Prior to joining The CORE Institute, Dr. Jackson cared for patients in Northern California at the Spine Care Medical Group. He strongly believes that physical therapy, pain management, therapeutic injections, bracing and other modalities are central to the treatment of his patients and he works closely with therapists, pain management providers and other physicians to insure that his patients get the most comprehensive treatments available, tailored to their needs. When surgery is indicated Dr. Jackson provides the latest treatment of degenerative, traumatic and sports related conditions of the cervical, thoracic and lumbar spine, as well as spinal deformities caused by tumors, infection and spinal cord or other neurologic injuries or conditions. He has a considerable experience in less invasive techniques of the cervical and lumbar spine as well as traditional open and major reconstructive surgical techniques for patients with advanced deformities or those in need of revision surgery after failed spinal procedures.
Dr. Jackson received his fellowship and residency program in spinal surgery at the University of Maryland and Maryland Shock Trauma Center.

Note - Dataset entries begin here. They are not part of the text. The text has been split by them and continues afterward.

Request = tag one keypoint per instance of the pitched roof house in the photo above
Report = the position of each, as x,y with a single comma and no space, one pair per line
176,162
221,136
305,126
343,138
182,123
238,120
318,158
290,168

During his fellowship, he gained significant experience treating critically ill and injured patients, and was involved in cutting-edge spine research and advanced medical procedures. Dr. Jackson received his medical training at Drexel University School of Medicine in Philadelphia where he was a student of much distinction. At Drexel, Dr. Jackson graduated at the top of his class and was elected to national honor societies including the Pathologist’s Chairman’s Honor Society and the prestigious and extremely competitive Alpha Omega Alpha National Medical Honor Society. He completed his undergraduate training at New England’s Quinnipiac University, where he graduated cum laude.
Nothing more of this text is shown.